I just tracked down what was cutting performance 10x on one of my
systems on a microbenchmark I'd just written:
--- a/drivers/gpu/drm/drm_gem.c
+++ b/drivers/gpu/drm/drm_gem.c
@@ -540,7 +540,7 @@ int drm_gem_mmap(struct file *filp, struct
vm_area_struct *vma)
/* FIXME: use pgprot_writecombine when available */
prot = pgprot_val(vma->vm_page_prot);
#ifdef CONFIG_X86
- prot |= _PAGE_CACHE_WC;
+ /*prot |= _PAGE_CACHE_WC;*/
#endif
vma->vm_page_prot = __pgprot(prot);
Turns out that setting PAGE_CACHE_WC disables the WC effect of the MTRR
on my non-PAT (disabled due to CPU errata) 945GM system, and this
workaround took GTT-mapped writes from 120MB/s to 1180MB/s.
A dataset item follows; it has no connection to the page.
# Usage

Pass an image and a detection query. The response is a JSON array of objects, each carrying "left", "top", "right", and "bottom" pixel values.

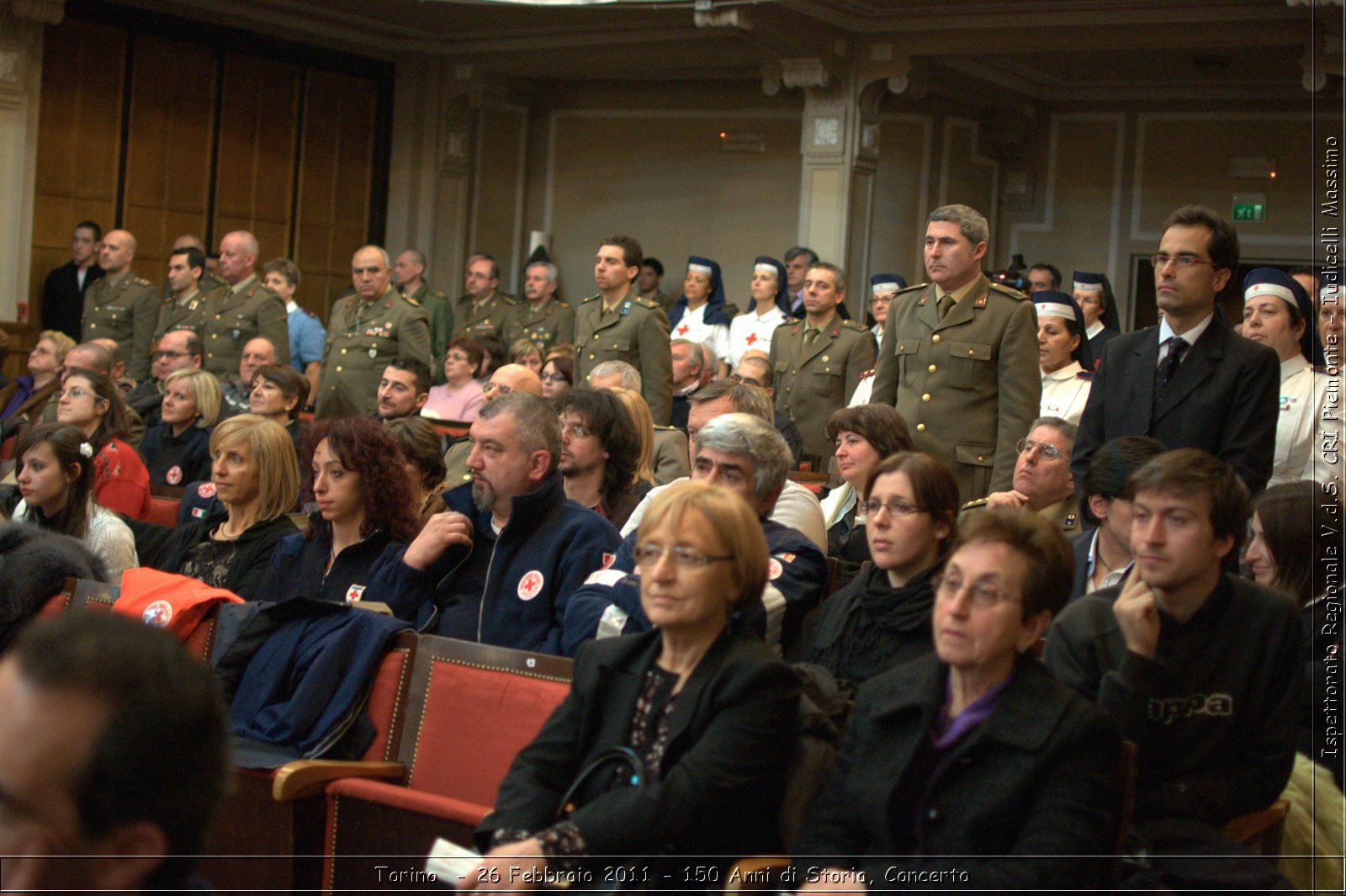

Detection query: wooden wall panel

What's the right way to be setting our PTEs? This is similar to the
workaround in ef5fa0ab24b87646c7bc98645acbb4b51fc2acd4, but to do it in
the driver as well means exporting pat_enabled, and it really seems like
PAT presence shouldn't be something the driver has to worry about --
I've got a WC MTRR and I'm asking for a WC mapping and I'm getting
uncached. If I failed to init the MTRR, the state of the aperture I'm
mapping would be uncached.
Test code is at
git://anongit.freedesktop.org/git/xorg/app/intel-gpu-tools
under benchmarks/intel_upload_blit_large_gtt but requires libdrm master
until we get a release out in the next week or so. Also includes a few
standalone regression tests, which may be useful for people making
changes that may affect i915.
--
Eric Anholt
[email protected] [email protected]
On Tue, 31 Mar 2009 17:10:47 -0700
Eric Anholt <[email protected]> wrote:
> I just tracked down what was cutting performance 10x on one of my
> systems on a microbenchmark I'd just written:
>
> --- a/drivers/gpu/drm/drm_gem.c
> +++ b/drivers/gpu/drm/drm_gem.c
> @@ -540,7 +540,7 @@ int drm_gem_mmap(struct file *filp, struct
> vm_area_struct *vma)
> /* FIXME: use pgprot_writecombine when available */
> prot = pgprot_val(vma->vm_page_prot);
> #ifdef CONFIG_X86
> - prot |= _PAGE_CACHE_WC;
> + /*prot |= _PAGE_CACHE_WC;*/
> #endif
> vma->vm_page_prot = __pgprot(prot);
>
> Turns out that setting PAGE_CACHE_WC disables the WC effect of the
> MTRR on my non-PAT (disabled due to CPU errata) 945GM system, and this
> workaround took GTT-mapped writes from 120MB/s to 1180MB/s.
What the... There's a pgprot_writecombine now, but it basically does
the same thing. Why is WC so broken? Venki is the fix for this
covered in your last patchset?
--
Jesse Barnes, Intel Open Source Technology Center
>-----Original Message-----
>From: Jesse Barnes [mailto:[email protected]]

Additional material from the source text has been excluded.